The ad ran primarily during the Super Bowl and was directed by the legendary Ridley Scott.

The Ad: The Economist’s ‘I Never Read The Economist’
Agency: Abbott Mead Vickers

Reviewed by: K V Sridhar, Chief Creative Officer, SapientNitro India

Description: A clever yet simple ad never hurt anyone. Unless of course you are the 42 year-old trainee they are talking about. In fact, this ad inspired a tribute to its maker, David Abbott, with similar copy that went, “I never heard of David Abbott.” — Advertising trainee. Aged 42.
This homage was paid by David Nobay of Droga5 post Abbott’s demise.
Review: David Abbott, one of the best copywriters of all time, wrote some of the most memorable and intelligent lines ever. Especially the iconic The Economist one, “I never read The Economist,” a line subtly attributed to a ‘management trainee aged 42’. Perhaps no one can ever better this in either craft or intelligence or simplicity. As the legend goes: in 1984, a small British newspaper approached David (Abbott Mead Vickers) to create a campaign and the rest is history.

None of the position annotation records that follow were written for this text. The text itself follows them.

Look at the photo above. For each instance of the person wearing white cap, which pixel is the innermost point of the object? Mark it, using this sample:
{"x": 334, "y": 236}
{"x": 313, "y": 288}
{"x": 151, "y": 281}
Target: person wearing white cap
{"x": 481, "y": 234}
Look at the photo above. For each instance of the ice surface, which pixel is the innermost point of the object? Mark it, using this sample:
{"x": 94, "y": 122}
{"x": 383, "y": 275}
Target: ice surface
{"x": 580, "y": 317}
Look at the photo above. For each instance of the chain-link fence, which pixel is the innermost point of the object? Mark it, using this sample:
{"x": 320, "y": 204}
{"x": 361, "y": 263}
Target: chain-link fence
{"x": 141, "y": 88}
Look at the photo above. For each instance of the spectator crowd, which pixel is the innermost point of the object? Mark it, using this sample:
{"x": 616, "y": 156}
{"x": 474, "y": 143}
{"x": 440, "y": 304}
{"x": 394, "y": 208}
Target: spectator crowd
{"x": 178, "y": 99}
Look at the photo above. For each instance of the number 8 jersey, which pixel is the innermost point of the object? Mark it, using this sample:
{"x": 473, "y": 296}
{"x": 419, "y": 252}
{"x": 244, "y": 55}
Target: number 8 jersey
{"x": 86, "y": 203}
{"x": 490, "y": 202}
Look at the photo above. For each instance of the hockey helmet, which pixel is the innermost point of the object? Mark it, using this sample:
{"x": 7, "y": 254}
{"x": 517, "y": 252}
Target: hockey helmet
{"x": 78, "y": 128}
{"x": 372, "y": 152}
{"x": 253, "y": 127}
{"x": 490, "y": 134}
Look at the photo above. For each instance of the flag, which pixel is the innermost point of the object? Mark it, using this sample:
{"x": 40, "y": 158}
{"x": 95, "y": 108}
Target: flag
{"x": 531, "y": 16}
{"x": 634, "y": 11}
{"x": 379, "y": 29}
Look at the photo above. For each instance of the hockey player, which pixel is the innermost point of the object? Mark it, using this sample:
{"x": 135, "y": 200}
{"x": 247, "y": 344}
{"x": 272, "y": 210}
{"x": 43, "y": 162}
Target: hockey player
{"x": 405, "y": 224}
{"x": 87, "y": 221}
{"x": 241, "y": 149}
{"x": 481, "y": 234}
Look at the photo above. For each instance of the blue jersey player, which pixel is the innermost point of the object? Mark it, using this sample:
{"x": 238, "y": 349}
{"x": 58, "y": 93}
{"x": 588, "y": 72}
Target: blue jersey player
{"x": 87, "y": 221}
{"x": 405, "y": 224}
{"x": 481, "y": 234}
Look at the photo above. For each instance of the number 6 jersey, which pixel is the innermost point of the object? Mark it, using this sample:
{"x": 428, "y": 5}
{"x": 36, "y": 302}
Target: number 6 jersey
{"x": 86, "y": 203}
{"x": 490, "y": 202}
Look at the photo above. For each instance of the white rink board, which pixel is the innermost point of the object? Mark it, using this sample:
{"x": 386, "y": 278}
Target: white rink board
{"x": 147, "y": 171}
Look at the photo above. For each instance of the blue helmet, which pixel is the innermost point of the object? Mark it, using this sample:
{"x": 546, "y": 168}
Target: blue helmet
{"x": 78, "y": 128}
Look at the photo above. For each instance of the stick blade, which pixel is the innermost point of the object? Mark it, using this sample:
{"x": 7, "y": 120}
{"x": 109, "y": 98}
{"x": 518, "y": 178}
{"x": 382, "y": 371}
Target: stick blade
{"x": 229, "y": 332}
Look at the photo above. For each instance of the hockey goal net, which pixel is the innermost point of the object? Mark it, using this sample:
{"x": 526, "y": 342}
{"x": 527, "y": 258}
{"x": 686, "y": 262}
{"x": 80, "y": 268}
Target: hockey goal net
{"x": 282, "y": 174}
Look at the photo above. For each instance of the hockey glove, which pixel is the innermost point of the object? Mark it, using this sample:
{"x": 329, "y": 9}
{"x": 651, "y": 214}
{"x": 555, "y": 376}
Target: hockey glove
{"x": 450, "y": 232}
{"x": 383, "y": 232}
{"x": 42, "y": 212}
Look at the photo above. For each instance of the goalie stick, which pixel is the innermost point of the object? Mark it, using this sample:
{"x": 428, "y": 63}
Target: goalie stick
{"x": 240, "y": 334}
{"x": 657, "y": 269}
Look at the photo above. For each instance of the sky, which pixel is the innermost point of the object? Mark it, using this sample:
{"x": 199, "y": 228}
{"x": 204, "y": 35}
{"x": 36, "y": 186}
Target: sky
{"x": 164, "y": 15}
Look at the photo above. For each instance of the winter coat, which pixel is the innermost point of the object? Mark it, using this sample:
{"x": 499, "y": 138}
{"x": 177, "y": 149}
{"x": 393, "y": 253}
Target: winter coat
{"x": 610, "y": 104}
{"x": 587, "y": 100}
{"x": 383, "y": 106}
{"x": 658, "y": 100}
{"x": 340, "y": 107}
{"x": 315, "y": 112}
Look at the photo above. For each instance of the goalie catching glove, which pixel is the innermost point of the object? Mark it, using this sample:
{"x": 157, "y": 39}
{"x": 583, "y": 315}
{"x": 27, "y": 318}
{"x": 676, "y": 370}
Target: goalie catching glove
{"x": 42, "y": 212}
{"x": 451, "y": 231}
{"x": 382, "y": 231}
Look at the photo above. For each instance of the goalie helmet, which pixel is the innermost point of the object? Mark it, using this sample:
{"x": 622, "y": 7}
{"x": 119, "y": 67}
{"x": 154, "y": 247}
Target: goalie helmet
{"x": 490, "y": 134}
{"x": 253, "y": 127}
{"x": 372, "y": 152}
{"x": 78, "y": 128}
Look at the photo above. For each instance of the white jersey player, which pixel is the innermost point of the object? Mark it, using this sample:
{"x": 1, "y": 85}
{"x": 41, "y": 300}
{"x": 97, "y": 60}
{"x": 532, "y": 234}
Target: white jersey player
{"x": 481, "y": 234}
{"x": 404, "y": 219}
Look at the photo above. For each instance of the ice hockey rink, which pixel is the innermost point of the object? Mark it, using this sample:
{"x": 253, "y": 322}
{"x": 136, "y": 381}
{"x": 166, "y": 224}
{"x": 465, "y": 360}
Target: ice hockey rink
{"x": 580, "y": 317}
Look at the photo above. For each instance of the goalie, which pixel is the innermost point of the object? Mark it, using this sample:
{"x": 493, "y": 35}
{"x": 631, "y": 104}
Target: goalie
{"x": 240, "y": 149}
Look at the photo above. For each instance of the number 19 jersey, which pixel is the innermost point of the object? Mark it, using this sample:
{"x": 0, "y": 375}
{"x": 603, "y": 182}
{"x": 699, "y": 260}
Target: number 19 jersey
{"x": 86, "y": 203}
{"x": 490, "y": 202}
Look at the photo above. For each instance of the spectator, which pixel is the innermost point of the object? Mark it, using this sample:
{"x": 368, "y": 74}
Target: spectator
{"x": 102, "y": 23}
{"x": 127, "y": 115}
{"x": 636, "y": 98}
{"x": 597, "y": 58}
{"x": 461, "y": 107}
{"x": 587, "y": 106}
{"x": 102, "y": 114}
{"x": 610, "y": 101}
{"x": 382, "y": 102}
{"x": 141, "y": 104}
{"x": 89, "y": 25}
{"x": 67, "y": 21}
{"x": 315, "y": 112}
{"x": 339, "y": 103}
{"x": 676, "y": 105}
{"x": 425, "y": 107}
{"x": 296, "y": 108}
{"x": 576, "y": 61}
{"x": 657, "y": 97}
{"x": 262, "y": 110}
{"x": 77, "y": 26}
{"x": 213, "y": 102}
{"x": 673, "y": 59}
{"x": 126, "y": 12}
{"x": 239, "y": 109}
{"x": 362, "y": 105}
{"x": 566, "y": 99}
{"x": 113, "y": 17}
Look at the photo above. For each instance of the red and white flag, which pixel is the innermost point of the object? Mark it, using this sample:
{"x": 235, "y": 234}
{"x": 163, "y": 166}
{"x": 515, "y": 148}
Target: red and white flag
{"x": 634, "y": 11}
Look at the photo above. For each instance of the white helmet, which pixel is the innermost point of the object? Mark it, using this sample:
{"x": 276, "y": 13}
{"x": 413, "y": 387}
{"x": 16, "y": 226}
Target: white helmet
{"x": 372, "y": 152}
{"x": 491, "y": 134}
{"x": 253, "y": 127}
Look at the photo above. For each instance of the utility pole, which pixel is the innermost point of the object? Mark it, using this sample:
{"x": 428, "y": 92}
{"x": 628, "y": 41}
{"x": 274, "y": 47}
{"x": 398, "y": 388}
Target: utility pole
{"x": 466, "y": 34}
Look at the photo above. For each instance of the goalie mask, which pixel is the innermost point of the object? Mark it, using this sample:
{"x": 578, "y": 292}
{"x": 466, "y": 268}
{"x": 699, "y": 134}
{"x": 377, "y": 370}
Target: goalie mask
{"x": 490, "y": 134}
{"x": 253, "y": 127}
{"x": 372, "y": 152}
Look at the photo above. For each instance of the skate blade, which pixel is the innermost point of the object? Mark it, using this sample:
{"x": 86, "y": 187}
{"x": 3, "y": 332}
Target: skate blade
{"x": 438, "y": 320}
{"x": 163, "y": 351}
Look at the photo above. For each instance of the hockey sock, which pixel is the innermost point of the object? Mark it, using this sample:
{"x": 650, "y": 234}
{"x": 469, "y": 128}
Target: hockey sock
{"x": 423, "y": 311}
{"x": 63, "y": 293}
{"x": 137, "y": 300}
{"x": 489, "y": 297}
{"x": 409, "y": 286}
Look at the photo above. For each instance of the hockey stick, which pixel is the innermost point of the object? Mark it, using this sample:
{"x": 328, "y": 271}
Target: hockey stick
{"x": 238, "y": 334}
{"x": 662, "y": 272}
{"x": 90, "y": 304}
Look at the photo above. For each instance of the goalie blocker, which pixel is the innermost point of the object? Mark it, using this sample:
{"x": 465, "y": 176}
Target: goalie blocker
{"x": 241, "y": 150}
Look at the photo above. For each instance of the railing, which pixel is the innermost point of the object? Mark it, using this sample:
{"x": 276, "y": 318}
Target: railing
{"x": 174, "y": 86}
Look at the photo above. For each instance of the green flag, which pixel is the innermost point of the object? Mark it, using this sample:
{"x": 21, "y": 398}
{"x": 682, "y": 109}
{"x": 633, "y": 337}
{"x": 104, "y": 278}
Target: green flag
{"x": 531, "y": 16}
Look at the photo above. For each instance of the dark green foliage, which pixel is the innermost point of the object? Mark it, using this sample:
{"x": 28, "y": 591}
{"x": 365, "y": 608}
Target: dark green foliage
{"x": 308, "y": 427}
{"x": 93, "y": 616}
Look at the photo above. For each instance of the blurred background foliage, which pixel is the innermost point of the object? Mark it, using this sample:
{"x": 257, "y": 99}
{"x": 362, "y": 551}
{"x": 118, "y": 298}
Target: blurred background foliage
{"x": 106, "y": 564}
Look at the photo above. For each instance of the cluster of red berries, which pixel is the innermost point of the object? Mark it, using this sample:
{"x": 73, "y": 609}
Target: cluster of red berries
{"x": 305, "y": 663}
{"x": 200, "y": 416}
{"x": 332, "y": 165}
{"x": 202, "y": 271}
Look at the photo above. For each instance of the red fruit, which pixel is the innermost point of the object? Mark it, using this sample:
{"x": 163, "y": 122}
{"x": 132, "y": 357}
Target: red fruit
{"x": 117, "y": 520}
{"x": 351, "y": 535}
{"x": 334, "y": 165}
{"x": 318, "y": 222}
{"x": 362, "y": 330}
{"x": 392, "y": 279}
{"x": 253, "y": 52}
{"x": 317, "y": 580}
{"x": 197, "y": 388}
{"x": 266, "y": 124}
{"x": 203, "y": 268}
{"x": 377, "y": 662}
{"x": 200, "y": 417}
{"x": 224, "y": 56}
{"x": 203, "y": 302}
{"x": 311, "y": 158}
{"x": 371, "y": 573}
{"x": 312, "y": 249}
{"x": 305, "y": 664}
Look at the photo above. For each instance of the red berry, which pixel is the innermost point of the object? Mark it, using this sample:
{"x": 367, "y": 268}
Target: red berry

The Ad: Sony Bravia’s ‘Balls’
Agency: Fallon London

Reviewed by: Ashish Khazanchi, Founder and Managing Partner, Enormous Brands

Description: The ad uses the visual mnemonic of colourful balls travelling through the streets of a city. After a rather long build up, the viewer sees them converging to form the pixels of a Sony Bravia TV screen.
Review: At a superficial level,the ad is an exaggeration of a simple product fact. What was different was that it had never been done in this particular way before. The true test is that even today, it would be just as relevant and groundbreaking as when it came out. The commercial
for Sony Bravia showed that there is another aspect to advertising which can work at different levels, aside from straight up messaging.
Very few ads can get admiration by critics and consumers alike. And this particular ad managed to do so.

The Ad: Cadbury’s Gorilla
Agency: Fallon London

Reviewed by: Ashish Khazanchi, Founder and Managing Partner, Enormous Brands

Description: The ad has nothing but a gorilla. Not even the product. This one sought to ride the advertising train on one emotion — uninterrupted joy.
Review: This was a 90-second ad. But right from the start, when you saw a gorilla getting ready for something big, it made you stay till the very end; it grabbed you to want to wait till the resolution. That was the easy part. The difficult part was to show people what advertising can really do or how it can be done, which it accomplished. There is a certain way people feel about chocolates when you have them. This was an ad which made consumers feel the same way forging a new connection between the brand and the consumer. It wasn’t about the song or about the gorilla but just the pure feeling of joy.